In a decision table where sibling cell values overlap in any condition row except for the last, the rules recommended by the "gap analysis" feature may be incorrect. A sibling cell is a cell in the same row and with the same parent cell or no parent cell. An example of overlap is one cell with "true" and a sibling with "-".
This section describes configuration issues and their workarounds. It includes the following topics:
If you see the error "Too Many Open Files" while deploying an Oracle Business Rules Decision Component, you might need to increase the file descriptor limit.
The "Too many open files" issue is due to JDK6 bugs. These bugs could occur at runtime or at compile time, depending on the number of JAR files used and a few other variations around the use of file descriptors by the JDK/JRE.
Workaround for this issue is to increase the limit of file descriptors. Per-process, per-user file descriptor limit can be preconfigured by default to the value 1024. If you increase this limit to 4096 or larger, the new value should resolve this issue.

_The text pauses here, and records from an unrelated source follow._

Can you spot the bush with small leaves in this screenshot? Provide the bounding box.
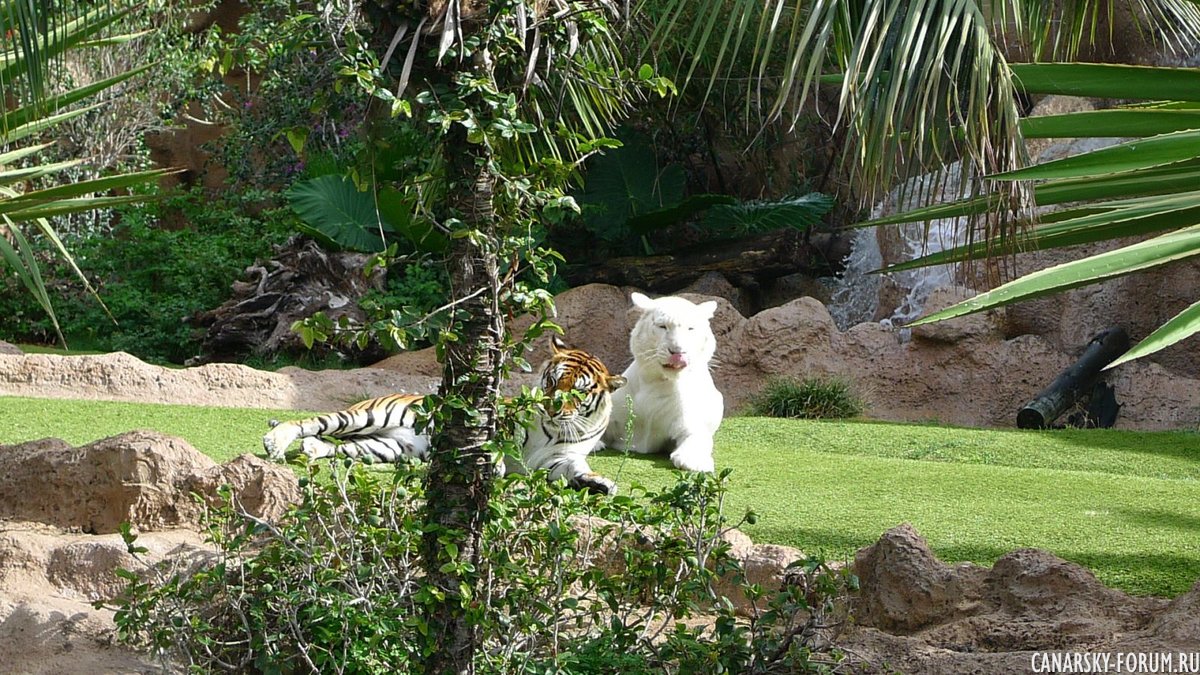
[100,461,854,674]
[746,377,865,419]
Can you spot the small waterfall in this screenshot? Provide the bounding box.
[829,166,966,330]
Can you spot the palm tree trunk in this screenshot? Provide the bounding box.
[422,119,504,674]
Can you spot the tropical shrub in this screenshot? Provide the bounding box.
[103,461,854,673]
[0,0,176,341]
[0,186,294,364]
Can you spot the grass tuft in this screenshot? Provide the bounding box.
[748,377,865,419]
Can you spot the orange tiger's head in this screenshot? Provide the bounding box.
[541,335,625,416]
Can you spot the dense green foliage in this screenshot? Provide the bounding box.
[748,377,865,419]
[104,461,854,674]
[0,398,1200,596]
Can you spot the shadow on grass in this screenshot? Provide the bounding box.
[1036,429,1200,464]
[1117,508,1200,533]
[751,521,1200,598]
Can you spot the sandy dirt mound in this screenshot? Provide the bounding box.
[0,431,300,675]
[0,431,300,534]
[0,352,438,410]
[840,525,1200,675]
[0,431,1200,674]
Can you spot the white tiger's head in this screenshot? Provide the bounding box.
[629,293,716,377]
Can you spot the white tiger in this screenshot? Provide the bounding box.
[604,293,725,472]
[263,335,625,495]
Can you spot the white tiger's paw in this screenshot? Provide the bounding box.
[671,450,716,473]
[569,473,617,496]
[263,423,300,460]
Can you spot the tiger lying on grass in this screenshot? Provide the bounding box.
[263,335,625,495]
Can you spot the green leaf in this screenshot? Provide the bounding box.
[887,192,1200,271]
[988,130,1200,180]
[378,187,450,253]
[286,175,388,253]
[912,225,1200,325]
[575,131,686,241]
[1105,301,1200,370]
[1020,108,1200,138]
[703,192,835,235]
[625,195,738,235]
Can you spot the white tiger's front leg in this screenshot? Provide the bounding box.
[671,434,716,473]
[550,453,617,495]
[263,419,302,460]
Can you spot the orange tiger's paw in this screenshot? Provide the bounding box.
[571,473,617,496]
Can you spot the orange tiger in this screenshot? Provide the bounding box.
[263,335,625,495]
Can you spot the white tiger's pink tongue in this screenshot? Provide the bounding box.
[662,354,688,370]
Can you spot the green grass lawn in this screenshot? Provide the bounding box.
[0,398,1200,596]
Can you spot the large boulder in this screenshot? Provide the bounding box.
[840,525,1200,674]
[0,431,300,534]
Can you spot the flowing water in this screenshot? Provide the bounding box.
[829,167,966,330]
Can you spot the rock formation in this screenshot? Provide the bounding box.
[0,431,1200,675]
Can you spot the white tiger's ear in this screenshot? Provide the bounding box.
[629,291,654,312]
[550,333,570,354]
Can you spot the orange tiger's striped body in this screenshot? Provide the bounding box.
[263,336,624,494]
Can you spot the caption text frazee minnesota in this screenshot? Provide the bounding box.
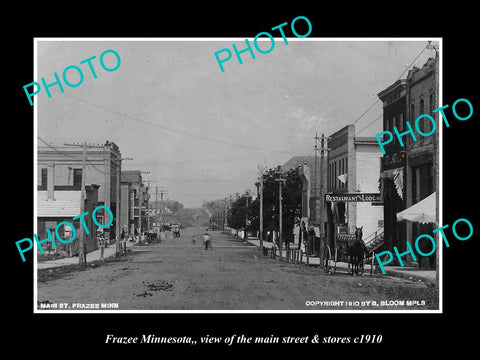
[105,334,383,346]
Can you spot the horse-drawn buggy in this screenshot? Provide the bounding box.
[323,227,374,275]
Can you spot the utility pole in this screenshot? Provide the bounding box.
[275,165,286,260]
[138,171,150,244]
[223,198,228,230]
[243,190,252,242]
[63,141,104,265]
[318,133,326,264]
[159,189,168,225]
[143,179,157,232]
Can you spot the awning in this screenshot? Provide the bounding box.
[397,192,437,224]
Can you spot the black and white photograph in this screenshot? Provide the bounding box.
[31,37,440,312]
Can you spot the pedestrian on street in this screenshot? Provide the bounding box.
[203,233,212,250]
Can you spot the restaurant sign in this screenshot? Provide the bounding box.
[325,193,382,203]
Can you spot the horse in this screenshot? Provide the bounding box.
[350,226,365,275]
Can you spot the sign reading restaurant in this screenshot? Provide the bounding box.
[325,193,382,202]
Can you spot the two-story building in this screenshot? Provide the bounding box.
[325,125,383,256]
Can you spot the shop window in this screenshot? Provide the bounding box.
[42,168,48,186]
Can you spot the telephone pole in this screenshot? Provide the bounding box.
[155,187,168,225]
[63,141,105,265]
[114,157,133,255]
[138,171,150,245]
[275,165,286,260]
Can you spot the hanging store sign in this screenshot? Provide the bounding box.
[325,193,382,203]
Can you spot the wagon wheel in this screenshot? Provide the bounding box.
[323,245,332,274]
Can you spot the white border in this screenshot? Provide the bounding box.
[33,37,443,314]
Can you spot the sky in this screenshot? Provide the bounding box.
[33,38,434,207]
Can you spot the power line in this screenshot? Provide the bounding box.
[37,136,109,175]
[50,89,310,155]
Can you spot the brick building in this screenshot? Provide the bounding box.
[404,54,439,268]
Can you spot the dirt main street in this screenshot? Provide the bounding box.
[38,227,438,311]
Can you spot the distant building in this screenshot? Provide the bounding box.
[37,141,121,240]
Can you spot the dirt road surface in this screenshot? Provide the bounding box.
[38,227,438,311]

These are the potentially relevant JDK6 bugs,
http://bugs.sun.com/bugdatabase/view_bug.do?bug_id=6533291
http://bugs.sun.com/bugdatabase/view_bug.do?bug_id=6485027
http://bugs.sun.com/bugdatabase/view_bug.do?bug_id=6400872
http://bugs.sun.com/bugdatabase/view_bug.do?bug_id=6456960
http://bugs.sun.com/bugdatabase/view_bug.do?bug_id=6206485
http://bugs.sun.com/bugdatabase/view_bug.do?bug_id=6446657
And a blog entry describes this issue at
http://coldfused.blogspot.com/2007/02/mystery-of-too-many-open-files.html
The command to increase per-process, per-user file descriptor differs across Operating Systems and shells. It is typically done with ulimit
on UNIX platforms so consult the man pages for ulimit
for your Operating System and shell.